The entire management team of the Company participated in the offering, acquiring 7,680,000 special warrants in the aggregate, representing approximately 15% of the special warrants issued. If a receipt for a final prospectus in respect of the special warrants is obtained within 45 days following closing, the Company believes that, following the exercise of the special warrants, these parties will collectively have beneficial ownership of, or control or direction over, approximately 8,027,000 common shares of the Company, which would represent approximately 5% of the then total number of outstanding common shares of the Company, assuming the exercise of all outstanding special warrants.

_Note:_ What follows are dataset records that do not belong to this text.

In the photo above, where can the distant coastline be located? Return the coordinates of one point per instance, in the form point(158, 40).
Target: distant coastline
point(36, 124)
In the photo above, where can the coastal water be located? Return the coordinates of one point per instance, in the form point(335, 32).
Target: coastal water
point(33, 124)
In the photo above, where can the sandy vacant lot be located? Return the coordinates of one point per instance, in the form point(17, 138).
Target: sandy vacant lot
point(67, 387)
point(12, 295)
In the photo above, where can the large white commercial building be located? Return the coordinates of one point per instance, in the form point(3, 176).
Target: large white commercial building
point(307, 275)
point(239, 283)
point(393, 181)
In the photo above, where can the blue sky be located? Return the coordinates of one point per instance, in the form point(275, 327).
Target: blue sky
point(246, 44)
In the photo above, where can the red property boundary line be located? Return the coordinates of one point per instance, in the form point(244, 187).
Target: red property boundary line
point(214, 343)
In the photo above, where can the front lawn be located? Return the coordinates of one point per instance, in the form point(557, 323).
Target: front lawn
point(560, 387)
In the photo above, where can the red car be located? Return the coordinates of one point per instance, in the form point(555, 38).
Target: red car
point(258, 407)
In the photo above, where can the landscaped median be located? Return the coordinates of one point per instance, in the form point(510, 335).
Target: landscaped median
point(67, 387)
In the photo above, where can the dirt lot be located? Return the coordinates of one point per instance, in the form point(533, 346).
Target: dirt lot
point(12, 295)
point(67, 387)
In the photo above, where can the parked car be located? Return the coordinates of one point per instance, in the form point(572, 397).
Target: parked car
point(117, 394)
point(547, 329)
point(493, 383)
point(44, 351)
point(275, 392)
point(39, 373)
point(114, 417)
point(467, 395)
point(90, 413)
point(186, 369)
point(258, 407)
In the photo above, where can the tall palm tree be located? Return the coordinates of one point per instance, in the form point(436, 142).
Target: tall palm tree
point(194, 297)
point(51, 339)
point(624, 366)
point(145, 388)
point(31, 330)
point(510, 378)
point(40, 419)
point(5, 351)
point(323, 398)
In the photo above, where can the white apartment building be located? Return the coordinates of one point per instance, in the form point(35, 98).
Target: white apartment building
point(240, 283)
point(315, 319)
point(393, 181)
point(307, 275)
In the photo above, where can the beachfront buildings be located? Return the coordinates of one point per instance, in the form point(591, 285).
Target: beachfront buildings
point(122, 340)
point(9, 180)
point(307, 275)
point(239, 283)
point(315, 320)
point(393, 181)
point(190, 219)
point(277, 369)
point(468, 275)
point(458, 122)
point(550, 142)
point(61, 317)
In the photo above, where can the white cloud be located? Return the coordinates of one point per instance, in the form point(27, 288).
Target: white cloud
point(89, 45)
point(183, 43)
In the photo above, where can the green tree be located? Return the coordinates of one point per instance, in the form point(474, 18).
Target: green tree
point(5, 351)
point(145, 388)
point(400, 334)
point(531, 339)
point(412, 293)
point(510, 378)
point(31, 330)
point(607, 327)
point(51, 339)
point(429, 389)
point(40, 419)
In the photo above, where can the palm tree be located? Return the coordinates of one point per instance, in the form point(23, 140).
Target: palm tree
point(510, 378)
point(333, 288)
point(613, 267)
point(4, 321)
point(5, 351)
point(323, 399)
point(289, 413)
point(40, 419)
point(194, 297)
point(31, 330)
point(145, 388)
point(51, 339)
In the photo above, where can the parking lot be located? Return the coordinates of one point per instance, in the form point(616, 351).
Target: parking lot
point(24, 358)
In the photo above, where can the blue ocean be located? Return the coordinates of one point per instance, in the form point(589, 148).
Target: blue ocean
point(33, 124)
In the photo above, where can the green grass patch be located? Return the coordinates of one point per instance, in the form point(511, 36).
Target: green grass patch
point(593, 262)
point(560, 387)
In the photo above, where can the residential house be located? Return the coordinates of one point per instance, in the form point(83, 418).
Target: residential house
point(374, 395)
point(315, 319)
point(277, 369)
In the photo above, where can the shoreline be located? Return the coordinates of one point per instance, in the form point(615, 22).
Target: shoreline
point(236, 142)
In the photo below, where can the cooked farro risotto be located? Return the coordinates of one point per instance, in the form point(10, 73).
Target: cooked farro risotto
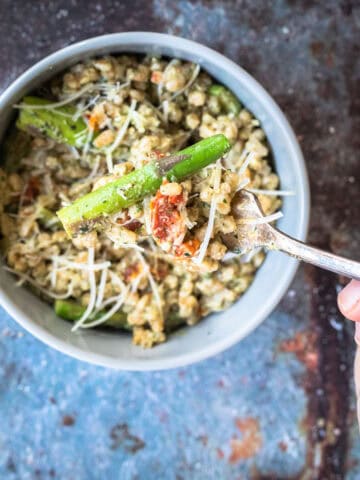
point(140, 157)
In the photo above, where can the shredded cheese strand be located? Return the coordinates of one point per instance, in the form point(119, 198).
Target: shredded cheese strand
point(275, 193)
point(192, 79)
point(134, 246)
point(119, 137)
point(260, 220)
point(110, 313)
point(210, 226)
point(81, 266)
point(26, 278)
point(147, 215)
point(92, 284)
point(160, 86)
point(153, 284)
point(61, 103)
point(243, 184)
point(248, 157)
point(101, 289)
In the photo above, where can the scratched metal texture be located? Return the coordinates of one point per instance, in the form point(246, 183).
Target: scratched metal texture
point(280, 404)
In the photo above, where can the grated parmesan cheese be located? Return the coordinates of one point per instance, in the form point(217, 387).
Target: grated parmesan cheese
point(61, 103)
point(275, 193)
point(26, 278)
point(120, 135)
point(110, 313)
point(210, 226)
point(92, 284)
point(260, 220)
point(189, 83)
point(153, 284)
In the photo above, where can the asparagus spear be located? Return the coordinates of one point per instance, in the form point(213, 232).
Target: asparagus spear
point(48, 219)
point(88, 211)
point(72, 311)
point(226, 98)
point(57, 123)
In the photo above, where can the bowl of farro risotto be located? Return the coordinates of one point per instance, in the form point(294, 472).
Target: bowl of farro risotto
point(120, 157)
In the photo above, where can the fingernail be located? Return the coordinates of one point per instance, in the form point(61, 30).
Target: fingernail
point(357, 333)
point(349, 300)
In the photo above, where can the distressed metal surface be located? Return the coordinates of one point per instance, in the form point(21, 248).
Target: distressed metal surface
point(280, 404)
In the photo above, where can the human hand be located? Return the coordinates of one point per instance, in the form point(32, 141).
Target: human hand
point(349, 305)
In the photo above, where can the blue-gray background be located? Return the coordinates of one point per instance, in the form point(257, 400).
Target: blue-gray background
point(279, 405)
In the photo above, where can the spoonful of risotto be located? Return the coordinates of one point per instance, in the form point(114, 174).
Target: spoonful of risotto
point(198, 211)
point(254, 230)
point(171, 210)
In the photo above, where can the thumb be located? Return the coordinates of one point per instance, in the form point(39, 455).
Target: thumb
point(349, 301)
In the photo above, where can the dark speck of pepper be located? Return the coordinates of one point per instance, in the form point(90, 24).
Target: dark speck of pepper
point(68, 420)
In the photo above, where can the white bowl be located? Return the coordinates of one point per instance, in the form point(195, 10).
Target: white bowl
point(218, 331)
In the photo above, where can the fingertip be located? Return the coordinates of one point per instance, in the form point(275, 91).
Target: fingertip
point(349, 301)
point(357, 333)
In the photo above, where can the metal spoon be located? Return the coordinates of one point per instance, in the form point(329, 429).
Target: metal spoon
point(246, 208)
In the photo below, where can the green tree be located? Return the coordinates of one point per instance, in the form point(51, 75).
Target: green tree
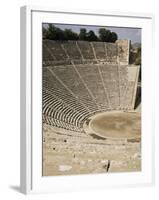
point(104, 35)
point(70, 35)
point(91, 36)
point(83, 34)
point(54, 33)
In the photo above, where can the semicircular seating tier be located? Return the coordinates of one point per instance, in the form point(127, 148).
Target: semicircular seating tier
point(83, 78)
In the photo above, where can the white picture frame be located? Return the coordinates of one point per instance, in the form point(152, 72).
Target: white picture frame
point(31, 97)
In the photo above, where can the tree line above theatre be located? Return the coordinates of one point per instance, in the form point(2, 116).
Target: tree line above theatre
point(54, 33)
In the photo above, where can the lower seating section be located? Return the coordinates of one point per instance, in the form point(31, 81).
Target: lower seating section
point(72, 50)
point(111, 52)
point(86, 50)
point(111, 82)
point(100, 50)
point(91, 76)
point(83, 78)
point(72, 93)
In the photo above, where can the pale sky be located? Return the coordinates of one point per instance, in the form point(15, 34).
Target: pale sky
point(133, 34)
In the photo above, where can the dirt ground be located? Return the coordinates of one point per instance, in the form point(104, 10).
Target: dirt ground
point(116, 147)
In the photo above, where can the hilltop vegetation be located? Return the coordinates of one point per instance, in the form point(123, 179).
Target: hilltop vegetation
point(54, 33)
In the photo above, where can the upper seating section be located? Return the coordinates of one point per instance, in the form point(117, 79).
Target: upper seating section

Hunter Hall entities, which collectively have beneficial ownership of, or control or direction over, common shares of the Company carrying more than 10% of the voting rights attached to all outstanding voting securities of the Company, acquired 20,000,000 special warrants, representing approximately 39% of the special warrants issued. If a receipt for a final prospectus in respect of the special warrants is obtained within 45 days following closing, the Company believes that, following the exercise of the special warrants, these parties will collectively have beneficial ownership of, or control or direction over, approximately 68,457,945 common shares of the Company, which would represent approximately 39% of the then total number of outstanding common shares of the Company, assuming the exercise of all outstanding special warrants.
Financing structure
BlueScout issued 51,081,154 special warrants at a price of $0.06 per special warrant and 1,200 debenture units at a price of $1,000 per debenture unit.
Special Warrant Offering
The special warrants are exercisable (for no additional consideration) into common shares and warrants of the Company (with each underlying warrant entitling the holder to purchase one common share of the Company for a three year period at a price of $0.10 per share) at any time following the closing, and all unexercised special warrants will be deemed to be exercised on the earlier of: (a) the date that is four months and one day following the closing, and (b) the third business day after a receipt is issued for a final prospectus in each of the provinces of Canada where special warrants were sold qualifying the distribution of the common shares and warrants (and underlying warrant shares) issuable on exercise of the special warrants. If a receipt for a final prospectus is not obtained within 45 days following closing, a holder of special warrants will be entitled to receive (for no additional consideration) an additional 10% of the special warrants it holds. Until a receipt is issued for the final prospectus, the special warrants (and any underlying securities) will be subject to a hold period under applicable Canadian securities laws until December 25, 2012.
Debenture Unit Offering
Each debenture unit consists of one 10% unsecured convertible subordinated debenture and warrants to purchase 2,500 common shares. The debentures will mature on August 24, 2015, and are convertible at the holder's option into common shares at any time before the maturity date at a price of $0.10 per share. The debentures will automatically convert into common shares at this price if, at any time between the first and third anniversaries of closing, the closing price of the Company's common shares exceeds $0.12 for 30 consecutive trading days. The warrants forming part of the debenture units bear a three year term and are exercisable at a price of $0.10 per share. All securities issued under the debenture unit offering (including underlying securities) will be subject to a hold period under applicable Canadian securities laws until December 25, 2012.
Agent Compensation
The Company retained Stifel Nicolaus Canada Inc. and Fraser Mackenzie Limited (the "agents") to act as agents on the offerings, and paid the agents a cash fee equal to 6% of the gross proceeds of the offerings, as well as broker warrants to purchase: (a) units consisting of common shares and warrants of the Company equal to 6% of the total number of special warrants sold, exercisable for a two year period at a price of $0.06 per unit, with each underlying warrant bearing terms substantially similar to those of the warrants forming part of the special warrants; and (b) 720,000 common shares, exercisable for a three year period at a price of $0.10 per share. All securities issued to the agents (including underlying securities) will be subject to a hold period under applicable Canadian securities laws until December 25, 2012.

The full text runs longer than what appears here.